Le commissaire européen au logement, Dan Jørgensen, a présenté le plan de Bruxelles pour répondre à la crise. La présentation a eu lieu à Lisbonne, l'une des capitales européennes les plus touchées.
C'est à Lisbonne, actuellement l'une des capitales européennes les plus touchées par la crise du logement sur le continent, que le commissaire européen au logement, Dan Jørgensen, a entamé sa tournée pour présenter le plan de Bruxelles pour répondre à la crise.
Reçu vendredi par le maire de Lisbonne, Carlos Moedas, le commissaire européen a déclaré qu'avoir un logement "est un droit fondamental" qui ne doit pas être refusé aux citoyens.
"Il s'agit d'un plan qui vise avant tout à créer davantage de logements abordables. Nous avons besoin de villes où les gens normaux qui ont un travail normal - infirmières, enseignants, policiers - puissent se permettre de vivre là où ils travaillent", a expliqué Jørgensen. "Pour moi, pour nous, avoir un logement est un droit de l'homme. Avoir un logement, c'est plus qu'un toit au-dessus de la tête, c'est la base de votre vie, c'est ce qui vous donne un avenir".
Annoncé en décembre 2025, le plan européen repose sur des piliers tels que l'augmentation de l'offre, l'attraction des investissements sur une plateforme commune avec les autorités publiques et le secteur privé, et la prise en compte de l'impact des locations de courte durée.
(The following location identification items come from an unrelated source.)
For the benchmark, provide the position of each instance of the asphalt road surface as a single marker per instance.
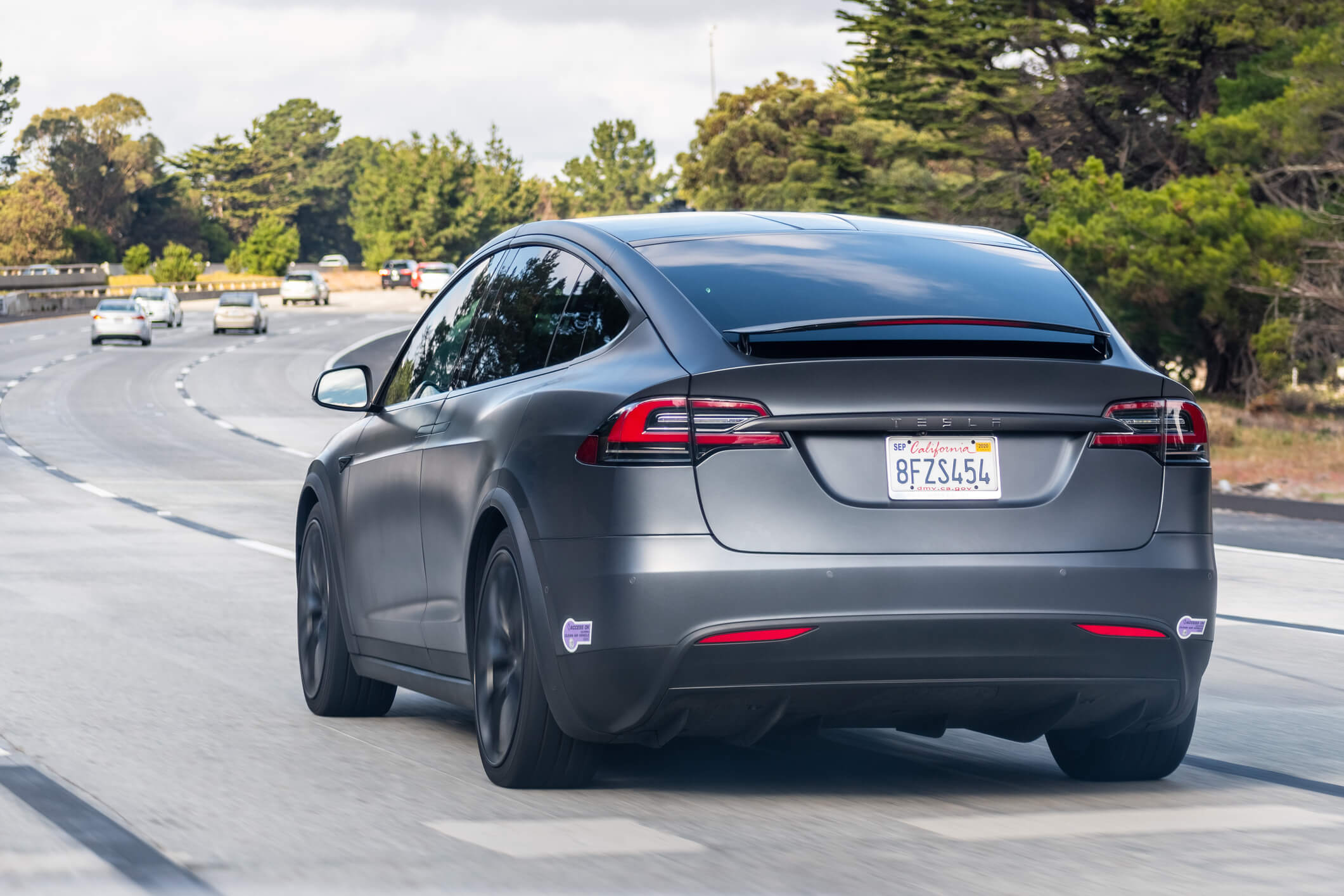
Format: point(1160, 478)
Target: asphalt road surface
point(153, 734)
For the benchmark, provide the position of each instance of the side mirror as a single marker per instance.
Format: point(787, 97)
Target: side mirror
point(345, 388)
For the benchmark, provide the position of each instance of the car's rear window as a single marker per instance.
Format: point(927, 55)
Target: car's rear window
point(774, 278)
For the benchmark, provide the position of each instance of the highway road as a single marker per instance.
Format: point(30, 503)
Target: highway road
point(153, 734)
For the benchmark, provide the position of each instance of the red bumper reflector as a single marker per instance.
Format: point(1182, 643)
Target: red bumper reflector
point(1123, 632)
point(758, 634)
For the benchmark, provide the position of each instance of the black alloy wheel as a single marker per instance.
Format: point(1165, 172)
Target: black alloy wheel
point(501, 657)
point(314, 609)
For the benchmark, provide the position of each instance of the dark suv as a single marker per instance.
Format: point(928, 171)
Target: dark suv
point(719, 475)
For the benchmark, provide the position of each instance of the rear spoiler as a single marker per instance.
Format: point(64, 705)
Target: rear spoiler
point(741, 336)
Dans ce dernier cas, il s'agit de lignes directrices et le dernier mot reviendra toujours aux autorités locales, a confirmé le commissaire européen.
"Nous allons présenter une proposition sur les locations de courte durée qui sera basée sur la définition de zones de logement sous pression. Dans ces zones, vous aurez alors la possibilité d'utiliser différents instruments politiques pour résoudre le problème. Nous ne forcerons aucune ville à faire quoi que ce soit, ce sera toujours aux autorités locales de décider si c'est possible ou non", a-t-il expliqué.
Le Portugal connaît une grave crise du logement, où les prix et les loyers ont fortement augmenté.
Bruxelles estime que les prix des logements dans le pays sont surévalués de 25 %, soit le pourcentage le plus élevé de l'Union européenne.